The BMC standing committee has asked the administration to undertake a fresh audit of the 959 structures declared dangerous and dilapidated within 15 days. The decision comes after complaints by citizens that their recently renovated structures have been categorised as dilapidated to favour builders.
We have asked the civic administration to look into these complaints and give us a report in 15 days. We have also asked the BMC to conduct another structural audit of the buildings categorised dangerous and dilapidated, said standing committee chairman Rahul Shewale.
The committee also proposed that dilapidated chawls in the suburbs be allowed an FSI of 3 for redevelopment. Currently,an FSI of 1 is granted to chawls which can be increased to 2 after builders pay a premium and transfer of development rights (TDR).
The redevelopment of chawls in the suburbs is hampered as the structures get an FSI of 2. Chawl redevelopment in the island city is given an FSI of 4 while slum redevelopment gets 3. Because of this discrimination,people continue to live in dilapidated structures. The state must take a serious view of this, said BJP leader Dilip Patel.
With the Rs 300 crore allotted for repairing dilapidated structures,the corporation can undertake the repairs of even privately-owned extremely dilapidated structures under section 353 (B) of the Mumbai Municipal Corporation Act.

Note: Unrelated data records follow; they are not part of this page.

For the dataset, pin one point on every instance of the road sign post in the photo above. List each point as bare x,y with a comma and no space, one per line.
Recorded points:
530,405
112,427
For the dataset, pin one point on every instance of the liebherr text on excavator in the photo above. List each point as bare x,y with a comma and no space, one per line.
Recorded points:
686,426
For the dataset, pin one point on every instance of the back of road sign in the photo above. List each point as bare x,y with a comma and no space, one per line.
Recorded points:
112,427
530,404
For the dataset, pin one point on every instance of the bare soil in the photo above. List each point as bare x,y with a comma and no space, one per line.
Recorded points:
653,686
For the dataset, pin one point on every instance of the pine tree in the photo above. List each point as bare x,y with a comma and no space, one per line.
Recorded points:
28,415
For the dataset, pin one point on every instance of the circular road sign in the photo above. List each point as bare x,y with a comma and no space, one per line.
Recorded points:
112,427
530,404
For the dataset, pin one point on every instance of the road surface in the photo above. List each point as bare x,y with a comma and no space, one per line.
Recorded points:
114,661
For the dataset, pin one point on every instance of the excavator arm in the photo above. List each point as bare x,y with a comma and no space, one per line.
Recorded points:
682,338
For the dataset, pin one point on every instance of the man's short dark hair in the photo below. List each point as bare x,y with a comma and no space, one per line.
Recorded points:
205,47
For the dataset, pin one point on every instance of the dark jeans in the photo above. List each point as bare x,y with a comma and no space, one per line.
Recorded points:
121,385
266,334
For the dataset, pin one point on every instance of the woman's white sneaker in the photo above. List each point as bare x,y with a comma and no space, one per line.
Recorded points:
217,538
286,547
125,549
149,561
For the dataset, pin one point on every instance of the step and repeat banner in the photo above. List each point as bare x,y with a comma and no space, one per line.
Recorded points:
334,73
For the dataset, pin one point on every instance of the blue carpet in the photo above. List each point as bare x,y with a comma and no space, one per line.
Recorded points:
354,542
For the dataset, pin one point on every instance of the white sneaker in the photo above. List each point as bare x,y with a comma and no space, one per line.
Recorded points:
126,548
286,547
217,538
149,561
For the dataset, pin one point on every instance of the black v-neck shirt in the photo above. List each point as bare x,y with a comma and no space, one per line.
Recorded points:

As a policy,we have asked the BMC to carry this out, he added.
The committee has also asked the corporation to survey all buildings and present a white paper. We want the history of the building,its current status,information on owners,tenants,and structural audits. The report should be given to us in a month. The committee believes a separate department should be created for looking at these issues, said Shewale.
The committee has also urged the urban development department to approve a pending policy which would empower BMC to register and regulate builders.
Additional municipal commissioner Rajeev Jalota said,BMC is working on a policy for redevelopment of private dilapidated structures. Currently,over 60 engineers from the Building Proposals department are looking into the issue. There is no need to form a new department.